Oh, non, ce n'est pas au point qu'il devienne tout d'un coup très difficile de dégoter une Transhumance, une Souche enneigée ou un Épouvantail peint en véritable derviche tourneur au centre d'un modeste carré de jardin potager situé au chœur d'un calme et secret village de Haute Provence ! Mais, c'est un état de fait, un constat : aujourd'hui pas mal de gens se réveillent et... rêvent d'un Fiorio !

Ph R

Marché au village. Photo Renaud Fulconis.
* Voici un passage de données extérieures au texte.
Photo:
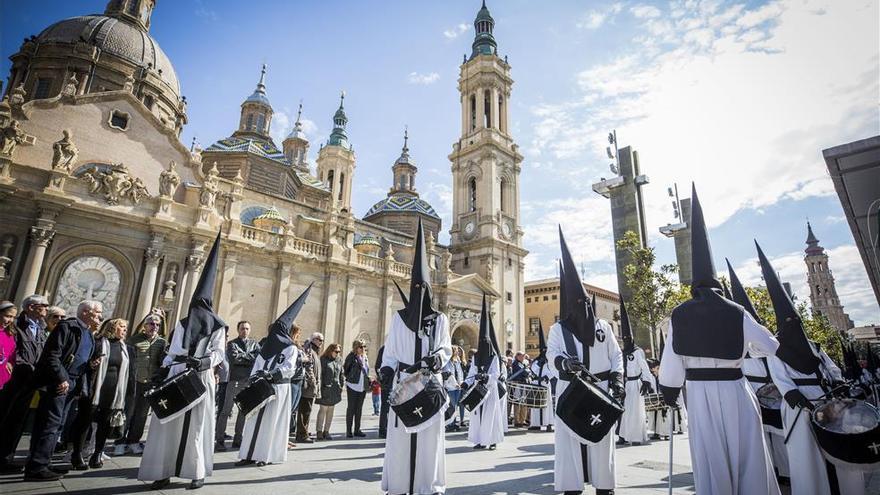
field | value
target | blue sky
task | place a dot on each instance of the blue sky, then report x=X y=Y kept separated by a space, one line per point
x=739 y=96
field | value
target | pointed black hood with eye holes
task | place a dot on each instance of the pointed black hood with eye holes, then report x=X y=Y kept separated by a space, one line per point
x=201 y=321
x=575 y=313
x=420 y=302
x=279 y=331
x=708 y=325
x=794 y=347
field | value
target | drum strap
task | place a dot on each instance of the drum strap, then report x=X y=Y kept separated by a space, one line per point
x=184 y=435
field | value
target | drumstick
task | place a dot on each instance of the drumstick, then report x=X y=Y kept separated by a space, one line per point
x=671 y=436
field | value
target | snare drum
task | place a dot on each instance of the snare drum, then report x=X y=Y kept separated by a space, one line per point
x=770 y=401
x=528 y=395
x=176 y=395
x=418 y=400
x=848 y=433
x=254 y=397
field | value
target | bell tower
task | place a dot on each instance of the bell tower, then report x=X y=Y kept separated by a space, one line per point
x=486 y=237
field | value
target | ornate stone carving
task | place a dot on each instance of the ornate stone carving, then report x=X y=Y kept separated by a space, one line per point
x=169 y=180
x=64 y=153
x=11 y=136
x=115 y=183
x=210 y=188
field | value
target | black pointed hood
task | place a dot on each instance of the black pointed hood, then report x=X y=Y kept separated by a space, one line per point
x=708 y=325
x=576 y=314
x=794 y=347
x=739 y=294
x=201 y=321
x=629 y=344
x=701 y=251
x=486 y=351
x=279 y=331
x=402 y=295
x=420 y=302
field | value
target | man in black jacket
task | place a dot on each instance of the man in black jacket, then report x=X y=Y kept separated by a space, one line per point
x=241 y=354
x=17 y=394
x=64 y=369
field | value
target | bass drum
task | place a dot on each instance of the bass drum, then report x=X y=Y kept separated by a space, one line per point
x=848 y=433
x=770 y=401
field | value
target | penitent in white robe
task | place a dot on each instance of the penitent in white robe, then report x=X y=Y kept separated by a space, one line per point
x=809 y=473
x=264 y=438
x=167 y=453
x=568 y=463
x=728 y=452
x=485 y=426
x=757 y=374
x=634 y=423
x=544 y=416
x=430 y=469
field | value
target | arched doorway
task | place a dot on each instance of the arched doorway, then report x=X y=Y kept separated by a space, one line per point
x=92 y=278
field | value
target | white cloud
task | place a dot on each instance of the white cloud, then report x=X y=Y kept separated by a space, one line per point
x=594 y=19
x=851 y=280
x=423 y=79
x=456 y=31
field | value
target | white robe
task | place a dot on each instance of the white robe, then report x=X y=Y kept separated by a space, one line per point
x=754 y=367
x=270 y=442
x=568 y=465
x=164 y=441
x=634 y=423
x=430 y=474
x=484 y=425
x=543 y=417
x=808 y=470
x=728 y=452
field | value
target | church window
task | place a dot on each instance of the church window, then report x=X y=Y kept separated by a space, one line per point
x=44 y=84
x=487 y=109
x=473 y=112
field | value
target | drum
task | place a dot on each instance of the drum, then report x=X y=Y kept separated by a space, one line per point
x=418 y=400
x=474 y=395
x=587 y=410
x=770 y=401
x=528 y=395
x=254 y=397
x=654 y=402
x=848 y=433
x=176 y=395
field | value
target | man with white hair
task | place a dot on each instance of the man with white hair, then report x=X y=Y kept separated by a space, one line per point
x=311 y=363
x=64 y=369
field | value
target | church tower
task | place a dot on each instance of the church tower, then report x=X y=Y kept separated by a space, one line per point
x=485 y=236
x=336 y=162
x=823 y=294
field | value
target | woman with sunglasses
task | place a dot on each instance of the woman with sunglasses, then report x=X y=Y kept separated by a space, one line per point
x=357 y=381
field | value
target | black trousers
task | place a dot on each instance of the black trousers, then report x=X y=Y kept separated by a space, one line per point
x=50 y=416
x=353 y=409
x=15 y=400
x=383 y=412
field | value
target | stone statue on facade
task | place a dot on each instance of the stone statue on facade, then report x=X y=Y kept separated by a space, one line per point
x=210 y=188
x=10 y=136
x=64 y=153
x=169 y=180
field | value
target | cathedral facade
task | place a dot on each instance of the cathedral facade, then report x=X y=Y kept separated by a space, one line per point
x=100 y=199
Non en tant que valeur sûre sur le marché de l'art, mais encore tout à fait dans l'esprit béni du temps où Serge était encore là à faire la distribution à la ronde, de la main à la main, à la demande : pour s'y délasser les yeux, y reposer et y laver leur regard, pour le plaisir - parfois vital - d'avoir chez soi à disposition cette petite lucarne précieuse et lumineuse donnant sur une part de paradis à domicile. Rien que ça ! Et pouvoir ainsi se repaître d'une certaine paix contenue et néanmoins partagée, immédiatement partageable avec d'autres, celles et ceux qui s'y plantent eux aussi un temps devant, faisant alors soudain plus ample connaissance avec eux-mêmes et le monde en ce miroir magique rectangle banalement accroché au mur entre deux fenêtres de salon ou de salle-à-manger. S'y laissant soudain aller jusqu'aux tréfonds des moelles pour en remonter peu à peu, rénovés, l'âme un peu plus d'aplomb, reverdie, verticale; soit par délestage ou conversion d'une part non négligeable de leur part d'ombre, encore tout simplement par réconciliation avec certaines de leurs potentialités en creux. Parfois tout cela ensemble, en chœur, à la fois, ou bien encore à la queue leu leu.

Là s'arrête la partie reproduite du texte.